Building An Inform Resource

The power of an Inform topic is its applicability. Once they’ve experienced it, the user should have more tools to apply to their situation. As with Instruct resources, precede with with ‘why this is important to me’ and follow up with tips for application or what to do next:

Building An Inspire Resource

The power of Inspire resources are the stories within them – nothing more and nothing less. Video is usually the best way to convey these stories. Again, precede your videos with ‘why this is important to me’ and follow up with tips for applying what was shared or what to do next:

(Credit to David James and Looop, read the full article on how to run a resources first initiative on Looop’s blog)

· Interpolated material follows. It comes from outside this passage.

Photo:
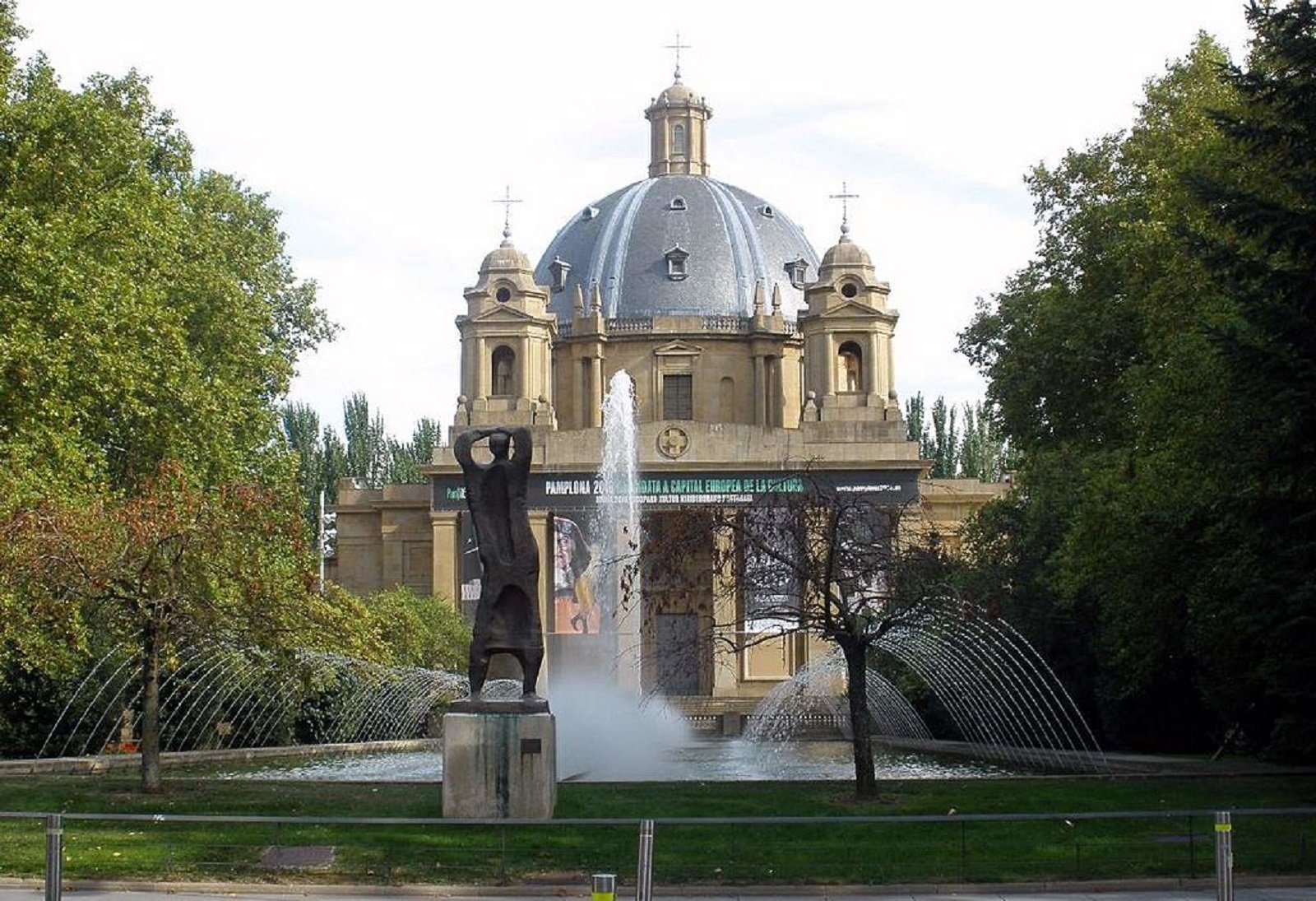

You have the power to change

My whole angle with this article is to highlight the opportunity you have to do something different.

You can stand out from the crowd and not be another learning professional delivering a boring presentation over Zoom.

We all have the opportunity to tear up the manual and create experiences that provide continuous learning moments which your audience will reflect on vs another hasty half day in-person experience, where people usually lose attention.

You can make a difference. Taking your learning to the digital world is much more than slapping a sticker on everything and calling it digital because people consume it through a screen.

Analyse what you can cut out of bloated classroom experiences. What are the key things people actually need to know? How can you help them apply what they learn immediately and connect them with the right know-how.

So, to close this one out. Use this time, this opportunity, to take the right steps in converting existing material to a digital format. Build resources which will connect people with stuff they actually need to know, will help them now and can enable those series of short learning moments I shared with you.